Altered methylation in the regulatory T cell (Treg) FOXP3 TSDR from kidney transplant patients. Sequence analysis of the TSDR region of the FOXP3 gene from BLT, CsA, or controls (three male individuals per group, five clones per individual). (A) After bisulfite treatment, all demethylated CpG cytosines (blue) convert to thymines (red), as seen with CD4⁺CD25^hi Tregs from the control (CD4⁺CD25^veryhi gated). By contrast, naïve T cells display a completely methylated TSDR and were used as negative control.
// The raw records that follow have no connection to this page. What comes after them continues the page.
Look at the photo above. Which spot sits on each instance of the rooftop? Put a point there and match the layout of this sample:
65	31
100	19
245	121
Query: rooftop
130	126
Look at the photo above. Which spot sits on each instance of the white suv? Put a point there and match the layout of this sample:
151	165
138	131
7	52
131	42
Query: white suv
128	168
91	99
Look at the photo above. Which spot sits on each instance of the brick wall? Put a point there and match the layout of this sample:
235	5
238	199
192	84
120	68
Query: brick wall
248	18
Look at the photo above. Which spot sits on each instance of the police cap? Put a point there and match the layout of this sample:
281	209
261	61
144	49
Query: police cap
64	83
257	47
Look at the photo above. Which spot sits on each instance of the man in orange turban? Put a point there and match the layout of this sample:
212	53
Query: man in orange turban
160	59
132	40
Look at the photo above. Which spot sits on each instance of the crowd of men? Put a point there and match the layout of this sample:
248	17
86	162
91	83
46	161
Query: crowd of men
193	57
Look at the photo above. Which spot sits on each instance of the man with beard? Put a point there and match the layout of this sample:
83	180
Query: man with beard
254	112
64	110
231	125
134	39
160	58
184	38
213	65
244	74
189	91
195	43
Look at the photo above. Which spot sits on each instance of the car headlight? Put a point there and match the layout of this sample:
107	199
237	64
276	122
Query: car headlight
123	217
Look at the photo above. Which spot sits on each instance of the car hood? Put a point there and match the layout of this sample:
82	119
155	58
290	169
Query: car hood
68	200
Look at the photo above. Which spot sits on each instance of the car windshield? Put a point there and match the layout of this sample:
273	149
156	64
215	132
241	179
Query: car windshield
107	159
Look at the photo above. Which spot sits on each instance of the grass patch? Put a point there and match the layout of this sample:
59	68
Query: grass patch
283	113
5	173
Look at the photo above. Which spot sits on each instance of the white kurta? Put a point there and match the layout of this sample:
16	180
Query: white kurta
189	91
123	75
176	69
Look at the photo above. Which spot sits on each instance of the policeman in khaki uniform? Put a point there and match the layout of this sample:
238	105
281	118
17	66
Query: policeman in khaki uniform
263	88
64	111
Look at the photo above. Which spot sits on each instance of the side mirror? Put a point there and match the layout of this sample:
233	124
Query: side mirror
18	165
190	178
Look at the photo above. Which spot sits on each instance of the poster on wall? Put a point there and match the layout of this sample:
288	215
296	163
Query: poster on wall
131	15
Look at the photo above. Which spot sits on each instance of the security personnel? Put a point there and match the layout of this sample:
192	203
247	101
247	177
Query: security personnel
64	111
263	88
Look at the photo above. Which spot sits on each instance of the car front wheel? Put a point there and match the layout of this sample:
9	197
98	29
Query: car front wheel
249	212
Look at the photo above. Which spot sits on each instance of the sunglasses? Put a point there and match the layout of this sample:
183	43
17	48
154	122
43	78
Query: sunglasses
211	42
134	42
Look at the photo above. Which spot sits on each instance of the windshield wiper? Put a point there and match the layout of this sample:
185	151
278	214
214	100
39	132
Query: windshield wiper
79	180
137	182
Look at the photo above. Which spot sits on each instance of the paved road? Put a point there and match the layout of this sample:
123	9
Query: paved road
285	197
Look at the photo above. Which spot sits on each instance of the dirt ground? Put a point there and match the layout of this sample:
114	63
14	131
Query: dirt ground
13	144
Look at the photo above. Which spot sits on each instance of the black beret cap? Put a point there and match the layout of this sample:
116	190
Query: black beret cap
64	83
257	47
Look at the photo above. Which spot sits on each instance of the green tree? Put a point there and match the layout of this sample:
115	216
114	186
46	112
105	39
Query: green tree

Data from representative individuals from each group are shown. (B) The panel shows the methylation status of the TSDR FOXP3 in the indicated T cells from the three evaluated groups (three individuals per group). Each square represents one CpG analyzed, data are presented as mean percentage methylation of five clones per individual. Methylation color code ranges from yellow (0% methylation) to blue (100% methylation) according to the color scale (upper right). (C) Percentage of demethylation from each evaluated group, represented as the ratio between the numbers of demethylated cytosines and the total number of sequenced CpG sites within the TSDR region.